Soutenance de thèse doctorale à l'uac: l’Ama-Aldd enregistre son 2ᵉ docteur à travers Gaspard Alofa

Gaspard Alofa est désormais Docteur de l’Université d’Abomey-Calavi (Uac) en droit public avec la mention très honorable. Il a soutenu sa thèse de doctorat le samedi 7 février 2026 à la salle des actes de la Faculté de droit et de science politique (Fdsp) de l’UAC sur le thème : « Réflexion sur la décentralisation administrative au Bénin et au Niger de 2002 à 2024 ». Devant un jury international présidé par le professeur Arsène Joël Adeloui, l’impétrant a présenté le fruit de ses travaux de recherche avec des arguments et des exemples convaincants.

Membre de l’Amicale des Auditeurs du Master en Administration Locale et Développement Durable (Ama-Aldd), 1ʳᵉ promotion de l’Université de Parakou, le nouveau docteur Gaspard Alofa, au terme de son analyse, est arrivé à la conclusion que la décentralisation administrative au Bénin et au Niger est relativement inefficace. De ce fait, trois grands domaines méritent d’être réformés pour une décentralisation rénovée. « D’abord, au plan politique, il est suggéré la dépolitisation effective de l’administration locale en procédant à une réelle démarcation entre l’intérêt public national et l’intérêt public local, sans que les deux ne soient en contradiction.
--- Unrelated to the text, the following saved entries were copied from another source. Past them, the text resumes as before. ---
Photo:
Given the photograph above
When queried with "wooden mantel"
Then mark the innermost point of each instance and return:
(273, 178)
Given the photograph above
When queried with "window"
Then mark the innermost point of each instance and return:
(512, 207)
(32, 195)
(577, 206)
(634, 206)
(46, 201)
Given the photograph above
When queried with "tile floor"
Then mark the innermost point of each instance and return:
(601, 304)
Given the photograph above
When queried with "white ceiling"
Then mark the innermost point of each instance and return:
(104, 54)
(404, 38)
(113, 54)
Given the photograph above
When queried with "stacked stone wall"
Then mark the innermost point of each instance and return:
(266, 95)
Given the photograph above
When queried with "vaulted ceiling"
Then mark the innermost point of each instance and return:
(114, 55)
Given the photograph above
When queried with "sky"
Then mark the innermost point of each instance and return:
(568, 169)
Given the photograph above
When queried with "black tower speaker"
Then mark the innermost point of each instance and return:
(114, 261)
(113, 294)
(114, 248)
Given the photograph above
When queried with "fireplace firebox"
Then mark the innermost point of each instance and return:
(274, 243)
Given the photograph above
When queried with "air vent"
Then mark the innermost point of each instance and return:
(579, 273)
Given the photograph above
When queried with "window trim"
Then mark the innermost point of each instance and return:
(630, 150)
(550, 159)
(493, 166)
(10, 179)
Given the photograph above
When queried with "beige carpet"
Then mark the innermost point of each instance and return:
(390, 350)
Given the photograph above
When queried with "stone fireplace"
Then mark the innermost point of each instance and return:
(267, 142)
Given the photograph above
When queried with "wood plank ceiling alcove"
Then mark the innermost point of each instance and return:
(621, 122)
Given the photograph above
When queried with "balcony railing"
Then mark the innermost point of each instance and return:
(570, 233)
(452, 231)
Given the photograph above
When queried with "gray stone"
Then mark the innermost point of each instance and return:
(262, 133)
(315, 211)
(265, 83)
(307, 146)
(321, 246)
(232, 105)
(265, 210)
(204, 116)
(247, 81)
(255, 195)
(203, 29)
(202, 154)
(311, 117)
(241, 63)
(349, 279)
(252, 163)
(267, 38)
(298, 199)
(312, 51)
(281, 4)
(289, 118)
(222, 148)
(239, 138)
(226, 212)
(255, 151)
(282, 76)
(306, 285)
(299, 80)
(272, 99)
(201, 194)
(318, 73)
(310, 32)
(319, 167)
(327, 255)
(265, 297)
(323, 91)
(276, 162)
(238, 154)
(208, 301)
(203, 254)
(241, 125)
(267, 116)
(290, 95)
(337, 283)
Cette dépolitisation devra s’étendre aux règles juridiques qui accompagnent le processus de la décentralisation en faisant du maire une autorité directement élue au suffrage universel, ce qui contribuera à limiter les conflits perpétuels entre le conseil et le maire pouvant déboucher sur la destitution de celui-ci », a-t-il proposé.

Sur le plan administratif, il estime qu’il est souhaitable de libérer les compétences afin qu’elles soient exercées réellement par les collectivités territoriales. Pour ce faire, la tutelle devra être exercée directement par un organe neutre qu’on pourrait appeler « conseil de tutelle », composé d’une diversité d’acteurs, dont des administrateurs, universitaires et magistrats. Au plan matériel, deux aspects pourraient être revus, à savoir l’aspect financier et l’aspect humain. Pour le volet financier, il est « souhaitable de décentraliser davantage la chaîne fiscale en permettant à chaque collectivité territoriale de voter les bases et les taux d’imposition qui tiennent compte du niveau de vie de leurs populations respectives ». Quant au volet humain, il est souhaitable que la fonction publique territoriale soit valorisée avec l’adoption de mesures particulières. Ces mesures peuvent promouvoir la compétence des jeunes au plan local et susciter un engouement, de sorte qu’il ne soit plus préférable pour eux de s’intéresser à la fonction publique d’État au détriment de la fonction publique territoriale.

Il faut noter que le jury était composé des professeurs Arsène Joël Adeloui, président (Bénin), Cyrille Gougbedji (examinateur interne, Bénin), Nadjombé Gbeou (examinateur externe, Togo), Hamadou Abdoulaye (examinateur externe, Niger) et Césaire Kpenonhoun (directeur de thèse). À noter que l’Ama-Aldd est une association régulièrement enregistrée qui regroupe tous les auditeurs de la première promotion. Sous le leadership de son président, Mora Abdel Baky Lafia, elle donne ses avis scientifiques sur des questions de développement par l’animation des cafés scientifiques.